Montel originated from Television City in Hollywood, California, for its first season. For season two, the show moved to Unitel Video's studio space on West 53rd Street in New York City, where it remained for the rest of its run.

On January 30, 2008, the end of production of new episodes of The Montel Williams Show at the end of the 2007-2008 television season was announced.

==Reception==
===Critical response===
New York listed it as one of the worst television shows of 1995.

===Awards and nominations===

Awards and nominations
| Award | Year | Category | Nominee(s) | Result | Ref. |
|---|---|---|---|---|---|
| Prism Awards | 2004 | TV Talk Show Series Episode | "Children of Meth Moms" | Nominated |  |
| GLAAD Media Awards | 2006 | Outstanding Talk Show Episode | "Twins: Identical but Different" | Nominated |  |

==Cancellation and further developments==
It was reported in Variety that CBS TV Distribution terminated the show when key Fox-owned stations chose not to renew it for the 2008–2009 season. The final episode aired in most markets on May 16, 2008, with some markets airing it at a later date (one week later).

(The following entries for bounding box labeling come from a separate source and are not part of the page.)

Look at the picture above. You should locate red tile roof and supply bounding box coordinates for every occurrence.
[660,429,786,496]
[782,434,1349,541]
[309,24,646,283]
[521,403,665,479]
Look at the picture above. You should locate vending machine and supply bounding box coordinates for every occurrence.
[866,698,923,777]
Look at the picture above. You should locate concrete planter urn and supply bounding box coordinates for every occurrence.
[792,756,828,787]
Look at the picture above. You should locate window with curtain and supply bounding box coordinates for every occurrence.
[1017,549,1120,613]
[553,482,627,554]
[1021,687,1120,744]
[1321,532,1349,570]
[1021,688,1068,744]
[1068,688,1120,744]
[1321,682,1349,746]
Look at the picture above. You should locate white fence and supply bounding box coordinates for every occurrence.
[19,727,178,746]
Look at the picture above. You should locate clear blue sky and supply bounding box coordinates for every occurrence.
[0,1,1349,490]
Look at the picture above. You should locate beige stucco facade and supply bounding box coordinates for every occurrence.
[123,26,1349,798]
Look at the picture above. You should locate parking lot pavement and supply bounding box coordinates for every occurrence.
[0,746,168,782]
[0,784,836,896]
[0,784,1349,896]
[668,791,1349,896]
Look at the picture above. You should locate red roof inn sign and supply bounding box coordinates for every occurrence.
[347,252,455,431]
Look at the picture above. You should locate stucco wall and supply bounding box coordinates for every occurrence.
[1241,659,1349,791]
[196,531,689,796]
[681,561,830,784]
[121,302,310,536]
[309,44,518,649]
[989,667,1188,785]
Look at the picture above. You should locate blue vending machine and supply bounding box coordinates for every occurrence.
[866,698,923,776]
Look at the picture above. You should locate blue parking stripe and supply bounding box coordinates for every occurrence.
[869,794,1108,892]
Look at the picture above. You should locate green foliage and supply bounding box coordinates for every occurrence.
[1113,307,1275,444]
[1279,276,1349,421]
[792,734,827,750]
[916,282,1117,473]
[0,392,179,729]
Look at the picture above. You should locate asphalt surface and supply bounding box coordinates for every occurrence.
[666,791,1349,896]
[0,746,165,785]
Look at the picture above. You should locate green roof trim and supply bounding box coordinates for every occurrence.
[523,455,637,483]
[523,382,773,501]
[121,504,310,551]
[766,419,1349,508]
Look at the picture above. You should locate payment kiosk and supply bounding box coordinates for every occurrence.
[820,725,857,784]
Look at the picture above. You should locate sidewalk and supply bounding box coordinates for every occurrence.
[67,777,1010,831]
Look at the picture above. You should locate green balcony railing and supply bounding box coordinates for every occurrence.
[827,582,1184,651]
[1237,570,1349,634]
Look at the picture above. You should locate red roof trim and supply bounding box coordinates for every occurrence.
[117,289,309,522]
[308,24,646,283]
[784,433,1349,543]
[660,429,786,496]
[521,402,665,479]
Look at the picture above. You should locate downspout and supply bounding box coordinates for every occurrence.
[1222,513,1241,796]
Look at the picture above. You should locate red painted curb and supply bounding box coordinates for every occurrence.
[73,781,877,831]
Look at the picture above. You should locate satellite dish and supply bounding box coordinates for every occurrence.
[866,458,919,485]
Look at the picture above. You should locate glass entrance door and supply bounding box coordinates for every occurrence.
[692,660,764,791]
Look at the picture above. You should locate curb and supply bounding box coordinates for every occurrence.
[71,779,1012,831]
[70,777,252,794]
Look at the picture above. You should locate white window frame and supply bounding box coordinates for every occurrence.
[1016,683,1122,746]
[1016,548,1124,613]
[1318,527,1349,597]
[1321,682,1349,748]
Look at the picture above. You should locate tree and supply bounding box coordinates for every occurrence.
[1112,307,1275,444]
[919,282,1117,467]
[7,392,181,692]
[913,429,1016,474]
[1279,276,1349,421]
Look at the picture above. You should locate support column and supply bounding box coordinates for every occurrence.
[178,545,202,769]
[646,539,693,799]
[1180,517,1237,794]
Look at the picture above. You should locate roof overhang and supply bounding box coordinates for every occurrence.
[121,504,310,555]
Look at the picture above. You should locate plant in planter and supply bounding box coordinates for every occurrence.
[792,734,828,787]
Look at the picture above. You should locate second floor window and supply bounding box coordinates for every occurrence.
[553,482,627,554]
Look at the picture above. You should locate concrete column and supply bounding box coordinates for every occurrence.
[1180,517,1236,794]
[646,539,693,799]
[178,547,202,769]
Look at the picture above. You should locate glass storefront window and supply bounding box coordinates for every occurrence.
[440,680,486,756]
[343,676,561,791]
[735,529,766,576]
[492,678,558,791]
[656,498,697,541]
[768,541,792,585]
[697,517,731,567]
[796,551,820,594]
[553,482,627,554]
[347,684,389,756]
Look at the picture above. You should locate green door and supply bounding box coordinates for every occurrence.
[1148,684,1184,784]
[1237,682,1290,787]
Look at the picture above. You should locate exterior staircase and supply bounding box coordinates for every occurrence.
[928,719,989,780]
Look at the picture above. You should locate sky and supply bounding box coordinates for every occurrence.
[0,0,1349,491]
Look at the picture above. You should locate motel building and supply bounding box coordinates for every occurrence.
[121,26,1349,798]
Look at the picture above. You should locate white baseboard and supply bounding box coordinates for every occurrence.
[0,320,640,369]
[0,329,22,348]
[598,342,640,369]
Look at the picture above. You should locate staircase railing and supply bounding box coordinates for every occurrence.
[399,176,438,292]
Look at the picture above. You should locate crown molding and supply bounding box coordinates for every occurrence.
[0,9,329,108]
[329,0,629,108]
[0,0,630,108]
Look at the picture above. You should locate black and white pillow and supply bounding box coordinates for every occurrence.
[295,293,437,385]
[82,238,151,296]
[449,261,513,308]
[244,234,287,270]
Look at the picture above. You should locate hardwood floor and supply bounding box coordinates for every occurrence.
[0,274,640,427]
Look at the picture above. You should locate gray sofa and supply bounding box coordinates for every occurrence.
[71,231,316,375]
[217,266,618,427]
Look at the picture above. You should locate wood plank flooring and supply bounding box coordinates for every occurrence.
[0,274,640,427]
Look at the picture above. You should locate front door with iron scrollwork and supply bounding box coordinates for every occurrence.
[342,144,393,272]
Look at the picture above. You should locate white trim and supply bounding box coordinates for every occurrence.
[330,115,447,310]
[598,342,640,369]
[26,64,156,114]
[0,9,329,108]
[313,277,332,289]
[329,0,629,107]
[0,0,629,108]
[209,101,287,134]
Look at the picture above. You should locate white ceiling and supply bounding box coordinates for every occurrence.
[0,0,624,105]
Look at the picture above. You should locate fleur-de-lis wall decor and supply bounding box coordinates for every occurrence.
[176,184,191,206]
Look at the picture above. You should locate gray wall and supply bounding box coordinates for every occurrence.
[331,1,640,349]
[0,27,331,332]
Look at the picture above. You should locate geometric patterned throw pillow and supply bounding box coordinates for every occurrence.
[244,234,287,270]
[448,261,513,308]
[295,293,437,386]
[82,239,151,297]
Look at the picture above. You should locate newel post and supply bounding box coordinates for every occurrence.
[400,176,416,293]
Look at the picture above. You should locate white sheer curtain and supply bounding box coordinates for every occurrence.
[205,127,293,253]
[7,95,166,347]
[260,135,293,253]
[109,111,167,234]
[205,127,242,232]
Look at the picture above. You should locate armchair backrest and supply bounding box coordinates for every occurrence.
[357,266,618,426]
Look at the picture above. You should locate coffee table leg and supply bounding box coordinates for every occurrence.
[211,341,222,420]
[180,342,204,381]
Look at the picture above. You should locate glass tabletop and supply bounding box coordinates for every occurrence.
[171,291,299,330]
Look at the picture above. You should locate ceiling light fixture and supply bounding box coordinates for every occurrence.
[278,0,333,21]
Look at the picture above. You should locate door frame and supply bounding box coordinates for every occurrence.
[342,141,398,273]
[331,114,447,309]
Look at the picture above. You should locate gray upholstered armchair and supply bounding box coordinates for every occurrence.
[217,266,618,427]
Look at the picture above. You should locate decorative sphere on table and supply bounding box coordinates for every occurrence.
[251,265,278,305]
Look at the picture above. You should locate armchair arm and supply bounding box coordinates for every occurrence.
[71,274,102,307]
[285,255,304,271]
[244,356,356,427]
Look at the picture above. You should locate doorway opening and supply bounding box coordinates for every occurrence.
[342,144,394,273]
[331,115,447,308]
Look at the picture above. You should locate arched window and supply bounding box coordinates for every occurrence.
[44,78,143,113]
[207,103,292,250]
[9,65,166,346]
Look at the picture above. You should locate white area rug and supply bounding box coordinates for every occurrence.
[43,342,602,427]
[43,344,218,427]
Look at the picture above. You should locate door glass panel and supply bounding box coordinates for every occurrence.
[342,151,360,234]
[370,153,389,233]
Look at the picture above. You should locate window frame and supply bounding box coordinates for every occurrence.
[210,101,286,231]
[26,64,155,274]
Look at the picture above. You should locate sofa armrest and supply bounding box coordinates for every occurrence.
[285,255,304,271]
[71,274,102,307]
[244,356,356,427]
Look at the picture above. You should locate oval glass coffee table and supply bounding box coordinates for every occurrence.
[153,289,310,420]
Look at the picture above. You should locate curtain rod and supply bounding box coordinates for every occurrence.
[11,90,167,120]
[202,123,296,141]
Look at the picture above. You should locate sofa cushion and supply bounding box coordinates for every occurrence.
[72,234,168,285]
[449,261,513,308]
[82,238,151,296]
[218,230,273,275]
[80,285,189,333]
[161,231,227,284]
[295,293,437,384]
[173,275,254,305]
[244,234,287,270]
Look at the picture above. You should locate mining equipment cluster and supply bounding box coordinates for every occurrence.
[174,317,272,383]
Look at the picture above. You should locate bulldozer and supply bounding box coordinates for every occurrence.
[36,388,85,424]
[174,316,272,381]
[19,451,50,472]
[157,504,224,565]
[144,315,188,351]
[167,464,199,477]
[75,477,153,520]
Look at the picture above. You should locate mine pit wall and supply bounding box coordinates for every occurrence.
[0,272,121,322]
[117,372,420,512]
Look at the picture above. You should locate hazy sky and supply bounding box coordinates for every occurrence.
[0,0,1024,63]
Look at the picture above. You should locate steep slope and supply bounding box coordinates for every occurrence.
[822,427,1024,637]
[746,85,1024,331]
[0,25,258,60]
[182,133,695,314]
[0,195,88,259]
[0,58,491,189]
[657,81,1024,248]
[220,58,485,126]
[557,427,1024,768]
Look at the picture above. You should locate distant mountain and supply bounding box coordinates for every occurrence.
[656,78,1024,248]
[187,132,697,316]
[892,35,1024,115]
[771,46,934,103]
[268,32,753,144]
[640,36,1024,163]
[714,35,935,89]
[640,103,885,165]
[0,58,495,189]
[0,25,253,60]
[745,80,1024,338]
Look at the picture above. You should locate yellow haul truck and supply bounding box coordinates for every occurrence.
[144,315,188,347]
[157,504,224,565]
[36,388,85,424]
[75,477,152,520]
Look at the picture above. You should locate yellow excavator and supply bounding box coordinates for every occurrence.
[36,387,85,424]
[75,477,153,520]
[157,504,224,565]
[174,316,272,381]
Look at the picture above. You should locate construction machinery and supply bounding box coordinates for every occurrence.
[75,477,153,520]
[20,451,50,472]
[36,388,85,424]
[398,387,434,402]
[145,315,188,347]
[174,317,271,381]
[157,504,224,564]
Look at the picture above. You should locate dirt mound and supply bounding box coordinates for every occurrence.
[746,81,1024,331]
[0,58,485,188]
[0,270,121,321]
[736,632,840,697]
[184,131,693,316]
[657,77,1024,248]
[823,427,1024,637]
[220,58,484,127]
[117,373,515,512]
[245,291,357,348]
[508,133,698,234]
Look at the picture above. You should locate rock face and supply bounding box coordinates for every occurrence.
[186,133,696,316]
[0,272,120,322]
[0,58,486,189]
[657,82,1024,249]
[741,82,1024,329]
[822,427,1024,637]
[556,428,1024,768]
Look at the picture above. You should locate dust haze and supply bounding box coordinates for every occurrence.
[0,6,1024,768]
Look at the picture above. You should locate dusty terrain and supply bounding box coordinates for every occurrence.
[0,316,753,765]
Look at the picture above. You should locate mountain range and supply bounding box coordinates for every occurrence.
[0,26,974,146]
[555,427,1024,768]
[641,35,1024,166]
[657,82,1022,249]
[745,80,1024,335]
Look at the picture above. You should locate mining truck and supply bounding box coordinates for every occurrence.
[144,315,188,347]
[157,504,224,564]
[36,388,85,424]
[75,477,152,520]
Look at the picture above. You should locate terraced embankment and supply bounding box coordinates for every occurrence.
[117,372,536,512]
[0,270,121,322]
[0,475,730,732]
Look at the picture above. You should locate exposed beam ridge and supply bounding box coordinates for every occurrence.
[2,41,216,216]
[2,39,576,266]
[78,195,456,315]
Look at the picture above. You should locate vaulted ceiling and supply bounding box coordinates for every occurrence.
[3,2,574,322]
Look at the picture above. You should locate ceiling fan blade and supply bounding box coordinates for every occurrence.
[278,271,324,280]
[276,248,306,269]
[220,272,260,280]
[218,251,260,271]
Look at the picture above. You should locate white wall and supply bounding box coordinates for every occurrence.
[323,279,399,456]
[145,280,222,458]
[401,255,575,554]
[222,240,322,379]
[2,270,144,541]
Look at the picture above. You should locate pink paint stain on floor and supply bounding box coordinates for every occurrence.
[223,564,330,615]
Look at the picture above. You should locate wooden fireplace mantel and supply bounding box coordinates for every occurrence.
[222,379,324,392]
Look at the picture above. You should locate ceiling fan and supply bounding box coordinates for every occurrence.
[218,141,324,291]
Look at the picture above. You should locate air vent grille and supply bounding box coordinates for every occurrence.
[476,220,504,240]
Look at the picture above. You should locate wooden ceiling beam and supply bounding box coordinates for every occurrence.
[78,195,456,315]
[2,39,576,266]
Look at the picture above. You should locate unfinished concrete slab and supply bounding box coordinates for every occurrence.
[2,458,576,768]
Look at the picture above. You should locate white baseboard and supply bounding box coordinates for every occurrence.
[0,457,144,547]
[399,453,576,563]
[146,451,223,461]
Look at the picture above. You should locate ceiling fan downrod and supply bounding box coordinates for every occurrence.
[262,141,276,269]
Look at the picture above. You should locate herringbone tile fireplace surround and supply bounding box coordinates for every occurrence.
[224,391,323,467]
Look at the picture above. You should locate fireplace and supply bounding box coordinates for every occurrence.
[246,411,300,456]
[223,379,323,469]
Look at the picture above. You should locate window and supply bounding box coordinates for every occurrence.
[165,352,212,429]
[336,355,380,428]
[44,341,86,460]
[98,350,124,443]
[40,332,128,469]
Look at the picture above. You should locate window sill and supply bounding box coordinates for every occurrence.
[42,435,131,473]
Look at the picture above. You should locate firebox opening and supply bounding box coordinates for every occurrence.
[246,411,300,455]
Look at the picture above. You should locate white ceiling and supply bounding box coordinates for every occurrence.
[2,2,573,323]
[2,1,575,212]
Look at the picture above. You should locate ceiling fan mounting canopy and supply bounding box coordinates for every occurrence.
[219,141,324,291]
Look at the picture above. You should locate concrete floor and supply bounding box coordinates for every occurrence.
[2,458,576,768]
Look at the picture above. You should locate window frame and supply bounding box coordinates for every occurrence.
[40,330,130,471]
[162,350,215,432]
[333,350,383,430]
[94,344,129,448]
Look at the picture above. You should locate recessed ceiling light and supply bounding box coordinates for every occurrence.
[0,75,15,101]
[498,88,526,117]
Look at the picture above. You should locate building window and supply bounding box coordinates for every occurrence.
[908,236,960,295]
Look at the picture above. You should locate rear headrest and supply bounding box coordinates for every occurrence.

In June 2008, Ofcom of the UK ruled that ITV2 (which aired the show during its run) "breached standards with a repeat of the Montel Williams Show in which a 'desperate' couple were told by self-professed psychic Sylvia Browne that their missing son, Shawn Hornbeck was dead - even though he turned up alive the previous year." The ruling concerned "breaching rule 2.1 of the Broadcasting Code, which relates to protecting viewers against offensive material."